Another effect of the `INSERT` that occurred was that the __ORM has retrieved the `new primary key identifiers` for each new object__; _internally_ it normally uses the same `CursorResult.inserted_primary_key` accessor we introduced previously. The `squidward` and `krabs` objects now have these _new primary key identifiers_ __associated with them__ and we can view them by _acesssing_ the `id` attribute.

In [13]:
print(f"{squidward.id = }")
print(f"{krabs.id = }")

squidward.id = 1
krabs.id = 2


> ##### Tip
> 
> __Why did the ORM emit `two separate INSERT statements` when it could have used `executemany`?__
> As we'll see in the next section, the `Session` when __flushing objects__ always _needs to know the primary key of newly inserted objects_. If a feature such as _SQLite's autoincrement_ is used (other examples include __PostgreSQL__ `IDENTITY` or `SERIAL`, `using sequences`, etc.), the `CursorResult.inserted_primary_key` feature usually requires that __each `INSERT`__ is __emitted one row at a time__. If we had _provided values for the primary keys ahead of time_, the ORM would have been __able to optimize the operation better__. Some database backends such as `psycopg2` __can__ also `INSERT` _many rows at once_ while still being __able to retrieve the primary key values__.

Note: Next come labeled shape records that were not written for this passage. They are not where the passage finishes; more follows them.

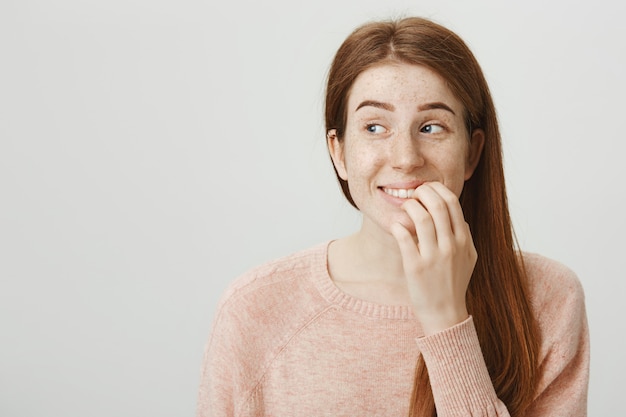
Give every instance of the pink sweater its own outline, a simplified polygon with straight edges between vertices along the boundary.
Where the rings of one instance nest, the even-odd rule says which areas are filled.
[[[332,282],[328,244],[248,272],[226,291],[207,343],[198,417],[408,414],[418,354],[439,417],[508,416],[470,317],[421,337],[411,307],[353,298]],[[541,379],[526,414],[587,414],[584,295],[566,267],[525,255],[541,327]]]

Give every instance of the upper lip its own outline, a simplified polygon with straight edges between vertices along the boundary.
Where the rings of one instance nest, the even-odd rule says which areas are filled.
[[[424,184],[425,181],[402,181],[402,182],[394,182],[390,184],[381,185],[380,188],[386,189],[397,189],[397,190],[414,190],[420,185]]]

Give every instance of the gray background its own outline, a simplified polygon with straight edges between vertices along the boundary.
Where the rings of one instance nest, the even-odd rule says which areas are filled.
[[[358,24],[475,51],[521,245],[587,294],[590,415],[625,415],[624,6],[597,0],[0,2],[0,415],[193,415],[216,301],[359,226],[322,128]]]

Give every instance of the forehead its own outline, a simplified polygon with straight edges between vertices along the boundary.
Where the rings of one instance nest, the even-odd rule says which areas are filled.
[[[363,100],[376,100],[394,107],[443,102],[457,114],[462,114],[463,110],[442,76],[426,66],[407,63],[376,65],[359,74],[350,89],[348,111],[355,111]]]

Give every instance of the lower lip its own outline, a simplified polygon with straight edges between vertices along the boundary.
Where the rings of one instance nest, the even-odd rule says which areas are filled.
[[[408,198],[394,197],[391,194],[387,194],[385,191],[383,191],[382,188],[379,188],[378,191],[382,193],[382,197],[385,199],[385,201],[393,204],[396,207],[400,207],[402,204],[404,204],[405,201],[409,200]]]

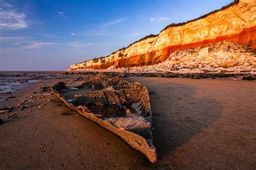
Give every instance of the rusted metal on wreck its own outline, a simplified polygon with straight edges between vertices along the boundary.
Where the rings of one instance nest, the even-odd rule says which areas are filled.
[[[118,76],[99,75],[75,88],[58,82],[52,89],[72,109],[120,136],[151,162],[157,161],[145,87]]]

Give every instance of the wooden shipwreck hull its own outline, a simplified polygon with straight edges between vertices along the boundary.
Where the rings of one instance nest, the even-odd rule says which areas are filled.
[[[52,89],[72,109],[120,136],[151,162],[157,161],[145,87],[117,76],[100,75],[77,87],[67,87],[58,82]]]

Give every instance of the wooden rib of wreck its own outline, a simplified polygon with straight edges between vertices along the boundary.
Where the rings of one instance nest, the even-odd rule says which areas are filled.
[[[75,88],[58,82],[52,88],[72,109],[120,136],[151,162],[157,161],[145,87],[117,76],[100,75],[87,78]]]

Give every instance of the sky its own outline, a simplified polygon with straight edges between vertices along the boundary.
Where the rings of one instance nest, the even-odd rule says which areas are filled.
[[[0,71],[63,70],[232,0],[0,0]]]

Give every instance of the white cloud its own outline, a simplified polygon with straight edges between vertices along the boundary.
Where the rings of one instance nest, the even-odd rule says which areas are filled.
[[[53,45],[60,45],[61,43],[47,42],[33,42],[31,44],[24,46],[25,48],[37,48],[42,46],[50,46]]]
[[[83,42],[69,42],[65,44],[67,45],[73,46],[73,47],[85,47],[89,46],[91,46],[94,45],[93,43],[83,43]]]
[[[149,19],[149,21],[153,22],[166,22],[169,20],[171,20],[172,18],[169,17],[150,17]]]
[[[103,27],[107,27],[107,26],[109,26],[109,25],[119,23],[120,23],[120,22],[122,22],[122,21],[123,21],[123,20],[125,20],[125,19],[126,19],[126,18],[121,18],[121,19],[117,19],[117,20],[114,20],[114,21],[113,21],[113,22],[109,22],[109,23],[106,23],[106,24],[104,24],[104,25],[103,25]]]
[[[38,48],[43,46],[52,45],[67,45],[73,47],[84,47],[95,45],[93,43],[83,43],[78,42],[71,42],[67,43],[50,42],[32,42],[28,43],[26,45],[23,46],[24,48],[33,49]]]
[[[82,34],[82,35],[105,35],[104,32],[107,30],[109,26],[110,25],[116,24],[119,23],[120,23],[124,20],[126,18],[122,18],[114,21],[112,21],[109,23],[105,24],[102,24],[98,25],[97,27],[91,30],[83,30],[79,33],[77,33],[77,34]]]
[[[3,29],[18,30],[28,27],[25,20],[26,15],[12,10],[0,11],[0,28]]]
[[[65,13],[62,11],[59,11],[58,12],[58,14],[61,16],[63,16],[64,15]]]
[[[138,36],[138,35],[139,35],[140,34],[139,34],[138,33],[135,33],[134,34],[127,34],[126,36],[128,36],[128,37],[132,37],[132,36]]]

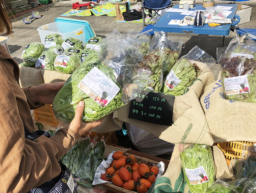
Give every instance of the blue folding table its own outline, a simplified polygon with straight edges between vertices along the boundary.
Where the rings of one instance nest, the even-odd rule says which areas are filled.
[[[232,13],[229,15],[227,18],[230,18],[232,21],[235,18],[236,13],[237,9],[237,4],[217,4],[215,5],[215,6],[217,5],[232,7],[232,9],[230,10],[232,11]],[[189,11],[206,9],[206,8],[203,7],[202,4],[196,4],[195,7],[196,9],[190,9]],[[179,5],[176,5],[173,8],[178,8]],[[223,45],[225,36],[228,35],[229,34],[231,27],[234,24],[236,24],[234,23],[229,24],[227,25],[218,25],[215,27],[210,27],[208,24],[205,24],[203,26],[200,27],[196,27],[191,25],[180,26],[178,25],[169,25],[168,24],[172,19],[181,20],[184,18],[185,16],[184,15],[180,15],[180,13],[166,12],[165,14],[153,26],[153,30],[154,31],[157,30],[173,33],[186,33],[188,34],[193,33],[197,34],[223,36],[222,42],[222,45]],[[239,17],[237,14],[237,17]],[[238,22],[236,22],[236,24],[237,24],[237,23],[238,23]]]

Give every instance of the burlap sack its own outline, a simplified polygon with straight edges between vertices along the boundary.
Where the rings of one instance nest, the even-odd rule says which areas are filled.
[[[256,104],[224,99],[220,74],[200,101],[215,142],[256,142]]]
[[[26,66],[19,66],[19,83],[22,87],[36,86],[44,83],[65,82],[71,75]]]
[[[200,62],[196,63],[200,67],[203,65]],[[204,87],[215,80],[208,67],[204,66],[203,70],[203,72],[198,78],[187,88],[185,94],[175,96],[172,118],[174,123],[171,126],[128,118],[129,104],[114,112],[115,122],[120,126],[123,122],[131,124],[170,143],[212,145],[213,139],[198,99],[203,93]]]
[[[182,172],[178,145],[176,145],[174,147],[165,173],[153,185],[148,193],[191,193]],[[221,150],[215,146],[213,146],[213,158],[216,166],[216,177],[221,178],[226,181],[236,180],[241,171],[242,162],[240,160],[232,159],[228,166]]]

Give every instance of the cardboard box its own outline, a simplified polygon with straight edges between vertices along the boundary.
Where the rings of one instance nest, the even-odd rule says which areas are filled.
[[[241,5],[241,9],[237,11],[237,13],[241,20],[238,24],[249,22],[251,19],[251,14],[252,12],[252,6],[246,5]]]

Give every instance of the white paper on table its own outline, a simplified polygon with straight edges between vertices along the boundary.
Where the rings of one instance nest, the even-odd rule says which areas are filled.
[[[168,25],[178,25],[181,20],[179,19],[172,19],[168,24]]]
[[[183,9],[174,9],[172,7],[169,8],[165,11],[166,12],[176,12],[177,13],[182,13],[184,11],[186,11],[186,10]]]
[[[222,6],[221,5],[217,5],[216,6],[216,8],[218,9],[223,9],[224,10],[230,10],[233,8],[232,7],[229,6]]]
[[[194,13],[196,13],[197,11],[184,11],[182,13],[181,13],[180,15],[185,15],[189,16],[191,15],[191,14],[193,14]]]

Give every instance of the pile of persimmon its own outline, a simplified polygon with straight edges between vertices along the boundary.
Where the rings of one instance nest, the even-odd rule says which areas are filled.
[[[121,151],[115,153],[113,158],[101,179],[129,190],[146,193],[155,181],[158,167],[150,162],[144,164],[140,160],[136,161],[133,155],[124,155]]]

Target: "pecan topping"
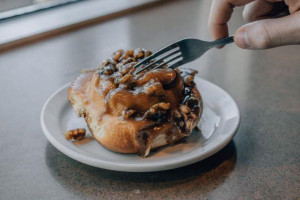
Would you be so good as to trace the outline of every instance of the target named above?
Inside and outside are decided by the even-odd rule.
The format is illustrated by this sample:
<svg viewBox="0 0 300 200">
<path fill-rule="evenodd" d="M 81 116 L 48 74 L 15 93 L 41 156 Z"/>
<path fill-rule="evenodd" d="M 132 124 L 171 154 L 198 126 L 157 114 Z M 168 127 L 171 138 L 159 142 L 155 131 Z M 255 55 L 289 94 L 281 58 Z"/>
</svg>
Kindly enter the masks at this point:
<svg viewBox="0 0 300 200">
<path fill-rule="evenodd" d="M 67 140 L 82 140 L 85 136 L 85 129 L 84 128 L 78 128 L 74 130 L 69 130 L 65 133 L 65 138 Z"/>
<path fill-rule="evenodd" d="M 124 119 L 132 118 L 136 114 L 135 110 L 123 110 L 122 116 Z"/>
</svg>

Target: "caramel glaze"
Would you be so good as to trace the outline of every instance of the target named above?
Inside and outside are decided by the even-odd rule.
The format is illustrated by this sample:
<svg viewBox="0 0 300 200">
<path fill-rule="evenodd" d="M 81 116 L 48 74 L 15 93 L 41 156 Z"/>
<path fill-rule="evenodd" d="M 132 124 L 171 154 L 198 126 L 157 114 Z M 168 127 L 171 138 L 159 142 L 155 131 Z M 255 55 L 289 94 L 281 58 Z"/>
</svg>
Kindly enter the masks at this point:
<svg viewBox="0 0 300 200">
<path fill-rule="evenodd" d="M 162 132 L 167 132 L 168 143 L 188 136 L 202 113 L 194 70 L 164 68 L 134 74 L 133 66 L 150 54 L 144 49 L 118 50 L 72 86 L 84 95 L 84 105 L 95 110 L 99 123 L 105 115 L 134 123 L 142 156 Z"/>
</svg>

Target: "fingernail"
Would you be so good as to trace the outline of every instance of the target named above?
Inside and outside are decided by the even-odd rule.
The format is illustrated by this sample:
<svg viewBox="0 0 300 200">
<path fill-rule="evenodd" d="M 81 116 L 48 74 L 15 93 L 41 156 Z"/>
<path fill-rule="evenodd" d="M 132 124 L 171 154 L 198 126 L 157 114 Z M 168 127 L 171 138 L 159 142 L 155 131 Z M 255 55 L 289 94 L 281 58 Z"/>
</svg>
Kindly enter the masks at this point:
<svg viewBox="0 0 300 200">
<path fill-rule="evenodd" d="M 236 36 L 235 36 L 235 42 L 237 43 L 238 46 L 241 48 L 249 48 L 249 38 L 248 38 L 248 33 L 246 31 L 239 31 Z"/>
</svg>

##### Getting Objects by Primary Key from the Identity Map

The `primary key identity` of the objects are __significant__ to the `Session`, as the objects are now _linked to this identity in memory_ using a feature known as the `identity map`. The `identity map` is an __in-memory store__ that __links__ all objects _currently loaded_ __`in memory`__ to their `primary key identity`. We can observe this by _retrieving_ one of the above objects using the `Session.get()` method, which will _return an entry from the identity map_ __if locally present__, _otherwise_ __emitting a `SELECT`__.

In [14]:
some_squidward = session.get(User, 1)
print(f"{some_squidward = }")

some_squidward = User(id=1, name='squidward', fullname='Squidward Tentacles')


The _important_ thing to note about the `identity map` is that it __maintains a unique instance__ of a _particular Python object per a particular database identity_, __within the scope__ of a particular `Session` object. We may observe that the `some_squidward` refers to the __same object__ as that of `squidward` previously.

In [15]:
print(f"{some_squidward is squidward = }")

some_squidward is squidward = True


The `identity map` is a _critical feature_ that __allows complex sets of objects__ to be __manipulated__ _within a transaction without things getting out of sync_.

##### Committing

There's much more to say about how the `Session` works which will be discussed further. For now we will __commit the transaction__ so that we can build up knowledge on how to `SELECT` rows before examining more ORM behaviors and features.

In [16]:
session.commit()

2022-10-08 00:32:06,267 INFO sqlalchemy.engine.Engine COMMIT


The above operation will __commit the transaction__ that was _in progress_. The `objects` which we've dealt with are __still attached__ to the `Session`, which is a _state_ they stay in __until the `Session` is closed__ (which is introduced at `Closing a Session`).

> ##### Tips
> 
> An _important_ thing to note is that `attributes on the objects` that we just worked with have been __`expired`__, _meaning_, when we next _access any attributes_ on them, the `Session` will __start a new transaction and re-load their state__. This _option_ is __sometimes problematic__ for both _performance reasons_, or if one wishes to _use the objects after closing_ the __`Session`__ (which is known as the `detached state`), as they _will not have any state_ and _will have no_ `Session` with which _to load that state_, leading to __`"detached instance"` errors__. The behavior is __controllable__ using a parameter called `Session.expire_on_commit`. More on this is at `Closing a Session`.